2) We don’t think we are better than you.
This is a big one that I have encountered. It seems that because I have chosen a different path for educating my children, people automatically seem to feel I think I am superior to them and their educational choices. I don’t feel that way. Homeschooling is best for my family, but I do not feel that I am better than someone who sends their kids to public or private school. We all have different choices to make that will be best for our families and it is not my place to put my convictions on someone else. For us, homeschooling is the best choice. For you, it may be a Christian private school, or a public school. That is a decision that is between you and your family and God.

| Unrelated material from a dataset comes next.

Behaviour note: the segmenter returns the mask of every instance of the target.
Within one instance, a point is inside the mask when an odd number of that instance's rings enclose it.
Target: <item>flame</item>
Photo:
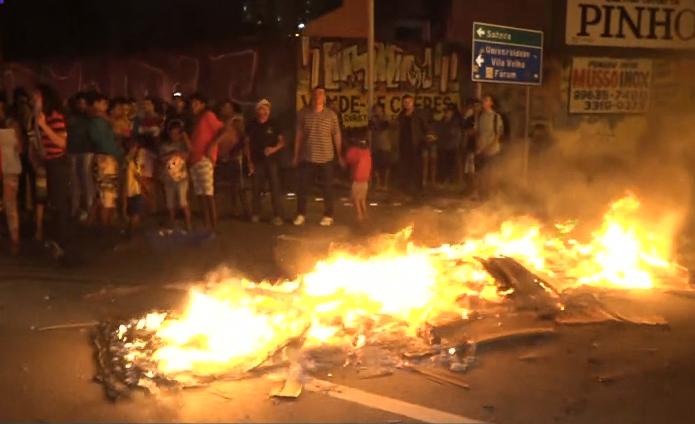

Who am I to say what you should do with your family?
3) We constantly second-guess ourselves.
Homeschoolers are notorious for “finding something that works.” Here’s what that may look like: we may strictly use boxed curriculum, piece together a variety of subjects from various companies, lean solely on experiences/field trips/hands-on/life-schooling, or any combination of these. If we see that something is not working, we have the freedom to change it to better fit the needs of our child. Sometimes that means each child in a family uses different studies/curriculum if that is what they need. But with great freedom comes great responsibility. Because we have taken on the mantel of educating our children, we are the only ones to blame if our children do not have the skills necessary to move on to the next phase of their lives. This is a huge responsibility and something that keeps homeschool moms up late at night, combing curriculum companies and materials to find exactly what a particular child needs.
4) Our “tired” is emotional as well as physical.
Sure, homeschoolers can be physically tired from the daily tasks of raising kids. I know moms who work outside their homes are tired as well. But, there is something about homeschooling that makes a person tired in every way: physically, mentally, and emotionally. When a mom is in the throes of pregnancy, tending to infants, chasing toddlers, entertaining preschoolers, discipling school-age children, taxiing pre-teens and teenagers to various activities, or any combination of these, she is exhausted. Add being solely responsible for her children's education, and she can be overwhelmed. There are no breaks. We are with our children (yes, by choice) 24 hours a day, 7 days a week, 365 days a year. Sometimes, we need to take a walk outside....alone, to gather our thoughts. We can be very overstimulated, and are completely "touched out" and "talked out" by the end of the day. Discipline issues can pierce our hearts as we are dealing with our own children.
5) Homeschooling is a sanctifying experience.
I think this is the most difficult, but most wonderful aspect we wish non-homeschoolers knew. When we are with our kids 24/7, they know us. Day after day, they see our mistakes. Week after week, they realize we are sinful people. We don't have a "work persona" and a "home persona." This is the refining fire....seeing yourself and your flaws, acknowledging your nothingness without Christ, and practicing asking for forgiveness and forgiving one another.
This is the most important aspect of homeschooling to me. Jesus is not going to leave me the way He found me. He's going to use my circumstances to cause me to grow spiritually. The day-to-day, the mundane, all have a higher purpose. As we "do life together" in this homeschooling home, we are sharpening one another. We are growing, and learning, and enjoying each other's company. And, perhaps, that is more important than any lesson found in a textbook.
Proverbs 27: 17 (NIV) "As iron sharpens iron, so one person sharpens another."